When someone declares that she has “nowhere to turn” and then adds “At least I have the offer of my son’s adorable back house in Santa Monica,” a certain sense of alienation sets in. When that someone goes on to say she has “nothing” and to prove it cites the fact that “The cottage in West Palm Beach is already on the market, my little country house is being appraised, and I can’t even think what will happen to my apartment…” I have to wonder about her definition of “nothing.” That sounds like a hefty chunk of equity to me, even in today’s real estate market.
And the sense that I’m listening to someone from another planet entirely is made complete when she is driven by desperation to “call my good friend Ed Victor, the literary agent, and say I need to write something, anything.”
Golly.
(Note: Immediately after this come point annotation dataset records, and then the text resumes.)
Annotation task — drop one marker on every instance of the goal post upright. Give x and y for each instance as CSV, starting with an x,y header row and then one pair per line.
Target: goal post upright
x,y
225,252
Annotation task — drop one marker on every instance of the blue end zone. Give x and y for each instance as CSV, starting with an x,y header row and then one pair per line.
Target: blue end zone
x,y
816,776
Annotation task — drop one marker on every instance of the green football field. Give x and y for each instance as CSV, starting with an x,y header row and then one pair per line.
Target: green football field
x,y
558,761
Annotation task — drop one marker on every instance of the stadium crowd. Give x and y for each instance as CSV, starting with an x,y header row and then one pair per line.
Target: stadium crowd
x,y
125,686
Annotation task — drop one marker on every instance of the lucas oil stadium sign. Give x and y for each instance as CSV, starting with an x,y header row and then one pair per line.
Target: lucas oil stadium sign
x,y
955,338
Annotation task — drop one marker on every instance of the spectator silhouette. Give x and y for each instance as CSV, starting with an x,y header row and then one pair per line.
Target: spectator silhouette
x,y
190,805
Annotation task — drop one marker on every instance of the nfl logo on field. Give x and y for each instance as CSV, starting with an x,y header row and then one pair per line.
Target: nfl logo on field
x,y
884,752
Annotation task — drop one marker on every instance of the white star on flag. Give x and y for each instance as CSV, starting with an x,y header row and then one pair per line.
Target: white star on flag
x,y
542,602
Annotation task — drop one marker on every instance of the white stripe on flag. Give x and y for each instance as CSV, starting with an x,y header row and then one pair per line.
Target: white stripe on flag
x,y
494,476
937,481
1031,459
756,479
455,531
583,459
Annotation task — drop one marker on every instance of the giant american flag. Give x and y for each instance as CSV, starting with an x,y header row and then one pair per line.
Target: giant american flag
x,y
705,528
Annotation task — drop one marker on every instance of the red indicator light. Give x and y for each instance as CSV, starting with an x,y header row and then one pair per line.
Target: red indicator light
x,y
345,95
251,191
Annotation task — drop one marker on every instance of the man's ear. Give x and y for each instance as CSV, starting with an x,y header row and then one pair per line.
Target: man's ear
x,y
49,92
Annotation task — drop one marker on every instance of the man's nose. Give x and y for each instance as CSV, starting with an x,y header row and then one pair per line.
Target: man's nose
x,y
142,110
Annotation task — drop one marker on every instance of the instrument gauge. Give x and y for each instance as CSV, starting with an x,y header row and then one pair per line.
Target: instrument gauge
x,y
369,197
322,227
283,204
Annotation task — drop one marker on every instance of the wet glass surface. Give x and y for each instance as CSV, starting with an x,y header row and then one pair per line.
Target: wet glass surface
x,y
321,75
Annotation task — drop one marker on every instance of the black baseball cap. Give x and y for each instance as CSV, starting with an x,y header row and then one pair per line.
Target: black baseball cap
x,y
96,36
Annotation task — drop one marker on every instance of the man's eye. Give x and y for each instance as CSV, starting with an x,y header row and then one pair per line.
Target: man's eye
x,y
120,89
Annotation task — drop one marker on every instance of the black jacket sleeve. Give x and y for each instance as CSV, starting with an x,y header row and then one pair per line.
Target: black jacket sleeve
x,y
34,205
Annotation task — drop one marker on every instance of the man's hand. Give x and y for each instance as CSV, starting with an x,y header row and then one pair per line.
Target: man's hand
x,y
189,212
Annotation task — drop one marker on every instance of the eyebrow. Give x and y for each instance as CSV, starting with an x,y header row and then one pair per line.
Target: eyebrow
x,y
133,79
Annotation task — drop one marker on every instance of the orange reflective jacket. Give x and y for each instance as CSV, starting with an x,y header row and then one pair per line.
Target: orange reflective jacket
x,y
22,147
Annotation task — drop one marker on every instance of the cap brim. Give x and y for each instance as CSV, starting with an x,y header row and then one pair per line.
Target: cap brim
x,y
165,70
As a freelance writer, I sure wish I had the option of calling my pal, one of the worlds leading literary agents, and asking him to rustle up an assignment for me.
In short, Alexandra Penney has nothing, absolutely
nothing but a well-off son willing to offer her a cottage in Santa Monica, the money from the sale of at least two high end properties, and wealthy, influential friends willing to offer her a helping hand. Not to mention the royalties from her bestselling book,
How To Make Love to a Man.
And the no doubt hefty advance for her next book, which hopefully, will be written in a calmer frame of mind, and with a better sense of perspective.